Microseismic data generated during hydraulic fracturing contain a wealth of information, but currently, we are extracting only a small fraction of that information. The primary objectives of this novel microseismic data analysis methodology are threefold -- 1. Accurately image natural and stimulated fractures, 2. Image and distinguish stimulated zones from under- and un-stimulated zones, 3. Provide accurate flow and fracture parameters to be input into reservoir simulation.

Microseismic waves travel through the whole subsurface; therefore, they are sensitive to elevated pore pressures (stimulated and hydraulically connected zones) and elevated confining stress(unstimulated and bypassed zones). Here, we present a novel methodology to accurately map the pressure and stress changes in detail within and around the reservoir using inversion of microseismic data. The methodology reduces the volume of microseismic data and then performs an efficient inversion to yield a 3D high-resolution image of the effective stress changes in the subsurface. Inversion is performed using an advanced algorithm called waveform inversion that generates an optimal map of the subsurface velocity that can accurately predict the microseismic waves passing through it. The same inversion procedure is performed for different stages of hydraulic fracturing to yield a time-lapse image of the reservoir that each stage stimulates.

The presented methodology generates a high-resolution velocity map of the reservoir where the effects of hydraulic fracturing on the reservoir rocks show up as anomalies.
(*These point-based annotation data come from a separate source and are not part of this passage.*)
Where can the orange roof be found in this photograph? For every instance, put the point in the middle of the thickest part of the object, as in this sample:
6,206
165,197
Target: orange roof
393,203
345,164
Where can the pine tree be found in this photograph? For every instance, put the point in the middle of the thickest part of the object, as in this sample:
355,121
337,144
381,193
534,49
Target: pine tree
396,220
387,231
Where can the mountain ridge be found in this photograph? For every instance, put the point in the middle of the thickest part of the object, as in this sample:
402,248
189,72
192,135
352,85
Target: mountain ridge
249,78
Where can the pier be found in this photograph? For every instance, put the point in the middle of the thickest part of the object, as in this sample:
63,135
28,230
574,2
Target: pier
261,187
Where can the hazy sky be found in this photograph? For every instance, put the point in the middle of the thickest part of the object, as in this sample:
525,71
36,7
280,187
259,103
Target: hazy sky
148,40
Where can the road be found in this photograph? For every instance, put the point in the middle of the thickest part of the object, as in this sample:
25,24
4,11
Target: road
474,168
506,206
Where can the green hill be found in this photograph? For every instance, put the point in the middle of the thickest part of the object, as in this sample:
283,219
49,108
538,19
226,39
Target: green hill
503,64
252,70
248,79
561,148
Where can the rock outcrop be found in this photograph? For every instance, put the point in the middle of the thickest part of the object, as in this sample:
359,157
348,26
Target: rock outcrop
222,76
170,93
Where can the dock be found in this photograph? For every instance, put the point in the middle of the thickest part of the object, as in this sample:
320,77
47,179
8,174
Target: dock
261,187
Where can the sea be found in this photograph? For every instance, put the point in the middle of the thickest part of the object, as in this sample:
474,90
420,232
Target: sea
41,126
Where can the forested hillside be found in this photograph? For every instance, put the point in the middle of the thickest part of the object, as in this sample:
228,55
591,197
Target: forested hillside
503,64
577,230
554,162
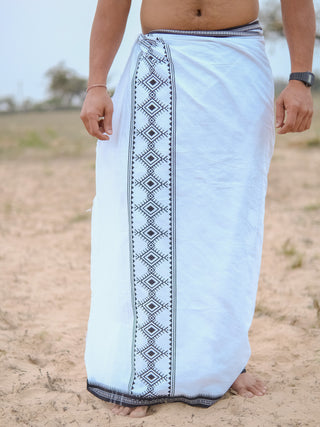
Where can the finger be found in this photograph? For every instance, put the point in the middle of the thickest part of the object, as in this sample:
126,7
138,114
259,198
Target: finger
301,122
280,113
290,122
309,123
94,130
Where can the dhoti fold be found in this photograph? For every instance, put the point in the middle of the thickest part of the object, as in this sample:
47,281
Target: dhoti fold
178,218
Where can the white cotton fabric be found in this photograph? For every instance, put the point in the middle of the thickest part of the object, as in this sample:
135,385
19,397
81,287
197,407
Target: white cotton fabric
224,143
The velocity of the stimulated rock volume decreases while the bypassed rocks experience an increase on velocity. The velocity image also provides direct visual evidence of fractures and fluid pathways. All this information plays a critical role in well planning and field development and helps in enhancing the estimated ultimate recovery. Moreover, the inversion can be done for every stage separately, thereby giving a time-lapse picture of changes in the reservoir due to the different fracturing stages. This enables more informed decision making in reservoir stimulation even in real time. In addition, we can analyze the velocity image to determine the fracture opening and tortuosity to be input into the reservoir simulator. Moreover, such an image can provide a more accurate estimate of the stimulated reservoir volume (SRV).

Using the novel methodology presented here, one can use microseismic data to accurately monitor the effect of hydraulic fracturing and extract valuable information about the reservoir. Using this methodology, we can extract valuable information out of microseismic data including accurately defining flow pathways, determine natural and stimulated fracture parameters, and distinguish stimulated zones from bypassed zones, planning optimal re-fracturing operations, etc.